About 45 minutes after the surgery was to have started, Steve went to Altru’s information desk for an update. “The gal said the only information they had was that the first incision was made 41 minutes ago,” he said. “So I went back and sat down and was looking at a hot rod magazine to pass the time.”

About 10 minutes later two staff members “in scrubs came and asked to talk to me,” Steve continued. “It was obvious they didn’t want to talk to me in the main waiting area, so my heart sank. I followed them back to the chapel area, where I met with them and the chaplain. The two staff members were an anesthesiologist and a surgical nurse. The anesthesiologist told me there were complications. Kerri had lost a lot of blood and her heart had stopped twice. He assured me they had several people working to stabilize her but it didn’t look good.”

Steve was later told that Kerri’s aorta had been nicked during the first incision.

The memories grow even fuzzier.

“I see a gap in my logs on my cellphone between 9:20 a.m. and 9:27 a.m.,” Steve said. “I think this is when I met with the surgeon. He told me what had happened so far, that her bleeding had been stopped and they were still working to try to stabilize her.”

There’s also a gap in calls on Steve’s phone between 9:36 a.m. and 9:49 a.m.

“I think that was the time I was told she didn’t make it,” Steve said. “I do not recall who told me that. I think it was the chaplain, but I’m not sure. I cannot come up with words to describe how I felt at that time. I know that I summoned all the strength I could and continued to reach out to people that I could recall needed to know.”

Her reach

“In a crowd of a thousand people, you could always find her,” son-in-law Steve said. “You could always hear her. It could be crowded but you knew where she was. In a grocery store she knew everybody. There was no such thing as a quick trip. Everyone felt comfortable around her.”

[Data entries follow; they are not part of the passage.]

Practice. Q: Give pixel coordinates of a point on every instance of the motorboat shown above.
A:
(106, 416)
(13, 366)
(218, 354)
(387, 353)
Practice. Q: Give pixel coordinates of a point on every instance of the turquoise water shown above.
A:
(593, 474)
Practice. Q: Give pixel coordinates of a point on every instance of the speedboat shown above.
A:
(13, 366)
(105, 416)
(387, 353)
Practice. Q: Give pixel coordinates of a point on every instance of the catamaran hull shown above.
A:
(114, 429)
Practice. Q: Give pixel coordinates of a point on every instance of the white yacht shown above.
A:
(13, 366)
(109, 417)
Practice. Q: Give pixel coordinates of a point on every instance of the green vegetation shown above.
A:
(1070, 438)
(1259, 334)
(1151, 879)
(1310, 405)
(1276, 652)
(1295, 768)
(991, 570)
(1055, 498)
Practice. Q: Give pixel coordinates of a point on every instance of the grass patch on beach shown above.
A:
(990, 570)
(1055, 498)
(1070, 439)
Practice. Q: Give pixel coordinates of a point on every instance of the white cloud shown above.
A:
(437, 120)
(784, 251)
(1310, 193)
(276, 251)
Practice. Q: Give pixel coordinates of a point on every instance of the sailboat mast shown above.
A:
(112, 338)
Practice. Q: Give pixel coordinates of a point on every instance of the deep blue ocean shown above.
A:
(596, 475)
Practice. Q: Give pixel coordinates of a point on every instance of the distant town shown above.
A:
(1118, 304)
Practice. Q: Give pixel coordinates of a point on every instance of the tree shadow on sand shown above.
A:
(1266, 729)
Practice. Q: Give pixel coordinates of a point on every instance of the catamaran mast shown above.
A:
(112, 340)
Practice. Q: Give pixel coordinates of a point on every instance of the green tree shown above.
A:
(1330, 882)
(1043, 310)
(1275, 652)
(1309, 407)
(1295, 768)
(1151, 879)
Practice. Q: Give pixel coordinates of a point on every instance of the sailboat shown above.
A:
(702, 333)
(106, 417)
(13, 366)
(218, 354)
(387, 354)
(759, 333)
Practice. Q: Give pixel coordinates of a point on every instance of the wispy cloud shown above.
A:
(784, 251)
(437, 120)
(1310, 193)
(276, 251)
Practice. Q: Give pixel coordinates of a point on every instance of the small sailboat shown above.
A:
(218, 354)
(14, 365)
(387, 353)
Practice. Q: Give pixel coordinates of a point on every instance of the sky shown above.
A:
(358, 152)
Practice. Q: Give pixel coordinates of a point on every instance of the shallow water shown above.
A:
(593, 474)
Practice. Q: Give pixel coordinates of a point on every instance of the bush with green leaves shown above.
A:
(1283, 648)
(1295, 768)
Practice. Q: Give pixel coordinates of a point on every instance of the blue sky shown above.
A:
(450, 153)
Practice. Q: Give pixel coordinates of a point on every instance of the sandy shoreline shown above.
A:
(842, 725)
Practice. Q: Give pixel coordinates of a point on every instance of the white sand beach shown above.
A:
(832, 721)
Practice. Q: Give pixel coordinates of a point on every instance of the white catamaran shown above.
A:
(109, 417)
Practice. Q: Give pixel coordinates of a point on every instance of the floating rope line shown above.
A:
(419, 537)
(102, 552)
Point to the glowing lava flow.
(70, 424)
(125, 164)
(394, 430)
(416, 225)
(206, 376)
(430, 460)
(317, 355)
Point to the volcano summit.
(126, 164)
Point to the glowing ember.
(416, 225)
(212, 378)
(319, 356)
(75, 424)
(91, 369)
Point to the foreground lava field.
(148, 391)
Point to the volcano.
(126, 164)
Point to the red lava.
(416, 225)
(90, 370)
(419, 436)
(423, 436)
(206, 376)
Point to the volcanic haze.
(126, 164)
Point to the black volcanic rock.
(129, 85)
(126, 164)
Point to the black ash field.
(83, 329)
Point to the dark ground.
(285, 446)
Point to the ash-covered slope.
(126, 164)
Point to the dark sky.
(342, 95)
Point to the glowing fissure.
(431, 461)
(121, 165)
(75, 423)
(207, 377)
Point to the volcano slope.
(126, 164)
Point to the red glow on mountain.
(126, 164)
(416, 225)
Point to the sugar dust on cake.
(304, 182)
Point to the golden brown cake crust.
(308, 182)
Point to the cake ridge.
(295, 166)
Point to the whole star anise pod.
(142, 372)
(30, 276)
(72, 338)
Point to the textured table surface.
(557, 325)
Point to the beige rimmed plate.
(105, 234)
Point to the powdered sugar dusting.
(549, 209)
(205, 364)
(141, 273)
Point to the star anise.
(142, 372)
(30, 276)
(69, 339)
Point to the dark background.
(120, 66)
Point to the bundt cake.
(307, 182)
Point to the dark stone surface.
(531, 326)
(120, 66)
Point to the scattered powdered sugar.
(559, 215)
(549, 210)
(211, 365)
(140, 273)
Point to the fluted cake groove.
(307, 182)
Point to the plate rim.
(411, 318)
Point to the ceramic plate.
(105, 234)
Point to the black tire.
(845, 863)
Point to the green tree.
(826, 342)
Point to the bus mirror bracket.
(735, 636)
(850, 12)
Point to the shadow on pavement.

Kerri had the special gift of making “everyone in the room feel they were the most important,” husband Steve added. “We would be lying in bed and she’d say, ‘Oh, I made this friend,’ and she’d tell me their whole life story. Then she’d say, ‘This is why you need to meet them.’ It’s been overwhelming to understand how far her reach was and how deep. I don’t think anyone met Kerri and walked away thinking, ‘She’s nobody.’ They were changed and that helps.”

A veteran of Christian radio, Kerri began working in January 2011 at QFM, which has offices in Fosston, Minn., and Bemidji, Minn. She had previously worked at radio station Power 92 in Fargo.

She is a Detroit Lakes, Minn., native.

Kerri’s funeral is at 1 p.m. Saturday in Hope Evangelical Covenant Church, 1601 17th Ave. S. Visitation is from 11 a.m. until time of service. People are welcome to bring a cross to place at Kerri’s casket. The family requests no flowers. Donations may be made to Shine the Light Inc., parent company of Your QFM, or Circle of Friends Humane Society.

People who knew and loved Kerri, and they are legion, saw a “force” behind her, a “presence,” within her. Without a doubt, it was the Holy Spirit. On this earth and now in heaven, Kerri is “Held.”